La mulette survivra-t-elle à la pollution des cours d’eau due à l’activité humaine ?

Mulette

Gille Barthélemy, de l’ONEMA, et Pierre Audonnet, qui a conduit une étude avant travaux durant deux mois. (Photo Sylvie Berche)

La structure La Rabouillère a lancé une étude afin de restaurer les conditions écologiques naturelles de la moule perlière, menacée d’extinction.

Question coquillages, en Creuse, on pensait ne devoir se satisfaire que des escargots et des fameuses huîtres de Sardent. Sauf qu'au fond de nos rivières, il y a aussi des moules… Mais pas question d'en faire une mouclade : elles sont protégées. Ces mulettes ou moules perlières, Margaritifera Margaritifera (la porteuse de perles) peuvent mesurer jusqu'à 13 centimètres et vivre de 20 à 30 ans. Drôle de bestiole qui vit en symbiose avec… la truite fario, autre espèce fragile.

Cette moule est toute ouïe

En effet, à l'état de larve, elle est aspirée par le poisson qui loin de la boulotter va la conserver au frais dans les lamelles de ses branchies entre un et dix mois. Au bout de ce délai, elle se laisse choir de son étrange nurserie, dans un milieu supposé favorable, pour s'enfouir dans le substrat du cours d'eau entre trois et cinq ans.

Dans la Leyrenne, affluent du Taurion, une zone Natura 2000, des spécimens de mulettes ont été découverts dès 2004. Et signe qu'elles ont l'art de choir dans le bon substrat, c'est sur une parcelle appartenant à Christophe Durand qu'elles ont été décelées. Et ce dernier n'est autre que le président de la Rabouillère, une structure qui s'est donnée pour mission de défendre l'environnement. Pas folle, la moule !

Et c'est ainsi que ce coin de Creuse est devenu la seule et unique station d'étude de la présence de la mulette et les conditions nécessaires à sa survie. Un inventaire très précis a été réalisé, centimètre par centimètre, dans les fonds du cours d'eau, sur une superficie de 30 à 50 m2.

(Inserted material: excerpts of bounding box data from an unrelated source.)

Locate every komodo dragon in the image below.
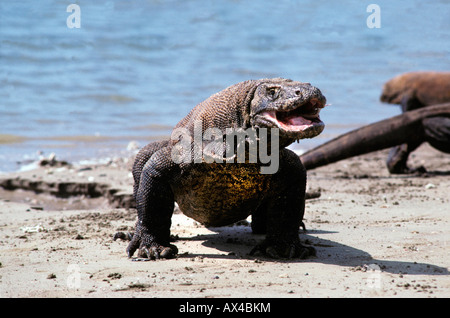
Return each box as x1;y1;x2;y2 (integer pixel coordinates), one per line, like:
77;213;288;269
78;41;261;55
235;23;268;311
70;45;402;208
301;72;450;174
116;78;325;259
380;72;450;174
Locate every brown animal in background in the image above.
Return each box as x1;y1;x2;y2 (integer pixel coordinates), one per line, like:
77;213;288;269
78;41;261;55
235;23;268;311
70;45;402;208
380;72;450;174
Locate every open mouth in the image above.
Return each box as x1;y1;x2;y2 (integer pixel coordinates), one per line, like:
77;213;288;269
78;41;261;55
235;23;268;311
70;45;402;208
261;98;325;132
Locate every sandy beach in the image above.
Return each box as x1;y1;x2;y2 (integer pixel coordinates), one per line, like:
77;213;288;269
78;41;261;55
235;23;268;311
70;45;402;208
0;145;450;298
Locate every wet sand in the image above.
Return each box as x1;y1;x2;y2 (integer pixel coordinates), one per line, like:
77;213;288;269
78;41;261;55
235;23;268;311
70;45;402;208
0;145;450;298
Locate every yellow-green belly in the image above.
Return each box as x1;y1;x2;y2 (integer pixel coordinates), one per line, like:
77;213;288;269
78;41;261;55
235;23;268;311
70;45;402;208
173;163;271;226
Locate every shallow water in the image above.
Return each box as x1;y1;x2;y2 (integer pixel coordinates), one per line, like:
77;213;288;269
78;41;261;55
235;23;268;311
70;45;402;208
0;0;450;171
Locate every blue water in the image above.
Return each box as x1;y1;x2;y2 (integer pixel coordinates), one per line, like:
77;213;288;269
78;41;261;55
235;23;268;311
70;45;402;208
0;0;450;171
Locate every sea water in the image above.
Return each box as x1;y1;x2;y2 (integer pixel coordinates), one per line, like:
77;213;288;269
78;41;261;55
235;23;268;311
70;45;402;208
0;0;450;172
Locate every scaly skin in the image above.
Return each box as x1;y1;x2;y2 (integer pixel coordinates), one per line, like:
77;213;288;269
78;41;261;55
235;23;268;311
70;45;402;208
119;78;325;259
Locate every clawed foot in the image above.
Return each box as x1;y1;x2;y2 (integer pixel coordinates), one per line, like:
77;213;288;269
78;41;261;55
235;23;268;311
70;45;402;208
113;227;178;260
250;239;316;259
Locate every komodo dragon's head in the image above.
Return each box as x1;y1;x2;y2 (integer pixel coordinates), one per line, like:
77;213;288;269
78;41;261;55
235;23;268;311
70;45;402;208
250;78;326;143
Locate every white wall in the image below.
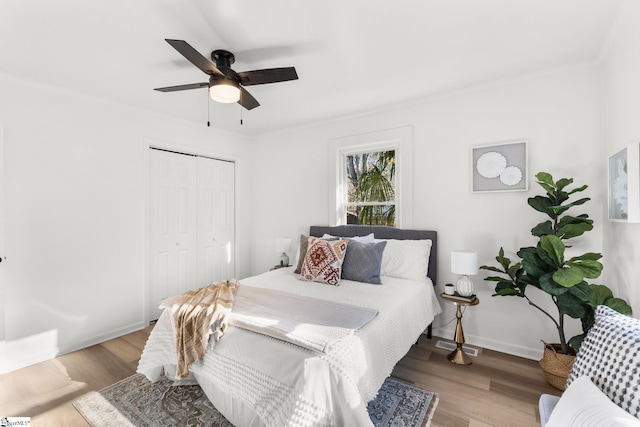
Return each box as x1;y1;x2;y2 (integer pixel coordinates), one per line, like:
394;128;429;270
602;2;640;317
253;65;605;358
0;75;251;372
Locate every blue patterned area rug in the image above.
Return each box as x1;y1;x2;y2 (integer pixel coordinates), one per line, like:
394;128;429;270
73;374;438;427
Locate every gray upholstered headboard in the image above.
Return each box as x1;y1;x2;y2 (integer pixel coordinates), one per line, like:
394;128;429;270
309;225;438;286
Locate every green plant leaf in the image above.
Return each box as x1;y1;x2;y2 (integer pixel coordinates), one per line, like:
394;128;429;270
549;197;591;216
556;178;573;191
553;266;584;288
536;172;556;188
565;257;602;279
531;221;554;237
589;285;613;307
507;262;522;277
556;292;586;319
569;252;602;261
527;196;558;219
518;248;547;278
567;280;593;304
605;298;632;316
554;215;593;239
539;273;568;296
540;235;565;267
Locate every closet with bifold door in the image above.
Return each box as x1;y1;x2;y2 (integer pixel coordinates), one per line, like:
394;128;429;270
148;148;235;320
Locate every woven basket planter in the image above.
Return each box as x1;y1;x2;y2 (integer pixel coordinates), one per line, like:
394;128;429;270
540;343;576;390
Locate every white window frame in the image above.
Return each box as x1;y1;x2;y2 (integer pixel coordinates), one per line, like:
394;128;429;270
329;126;413;228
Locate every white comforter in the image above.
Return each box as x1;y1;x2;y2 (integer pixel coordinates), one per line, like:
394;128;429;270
138;268;441;427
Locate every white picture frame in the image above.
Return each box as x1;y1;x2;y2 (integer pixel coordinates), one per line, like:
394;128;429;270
607;142;640;223
471;139;529;193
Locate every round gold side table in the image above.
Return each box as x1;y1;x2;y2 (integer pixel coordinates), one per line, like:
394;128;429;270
441;294;480;365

Un état des lieux régulier permettra de recenser le nombre d'individus présents et de voir si les initiatives de la station portent ses fruits. La Creuse est d'ailleurs l'un des départements précurseurs de ce genre de projet.

L'extinction menace

Au bout de cette première étude, qui vient d'être présentée à la mairie d'Augères (*), une triste évidence émerge : une diminution inquiétante de cette population sensible à la qualité de l'eau. Environ 80 spécimens vivaient sur la station en 2010, 54 en 2012, soit une perte de 35 % de la population. C'est pour cette raison que des démarches sont entreprises pour faciliter leurs conditions d'installation et de séjour.

Ainsi, il est nécessaire d'éloigner les troupeaux du cours d'eau afin de limiter le piétinement des berges qui participe à l'ensablement : cause majeure de la mortalité des moules perlières. «Les traitements antibiotiques et antiparasitaires répandus par les rejets des bovins en est une autre, d'où la nécessité de préserver les rives, et sa végétation, la ripisylve », souligne en conclusion Christophe Durand. C'est ce qui est actuellement mis en place à la Rabouillère : « Ainsi, complète Gilles Barthélemy, la restauration des conditions écologiques naturelles est la solution à mettre en oeuvre à l'échelle d'un bassin-versant pour maintenir la qualité de cette ressource indispensable qu'est l'eau cristalline de nos sources et ruisseaux. »

Et les perles ? Cette espèce permettait, comme l'huître, de produire des perles d'élevages plus économiques que celles des huîtres perlières. Elle donna lieu à une exploitation pendant longtemps, aujourd'hui quasi-abandonnée en France. Sauf que pour espérer récupérer une perle, il faut ensemencer un millier de mulettes… Peu rentable.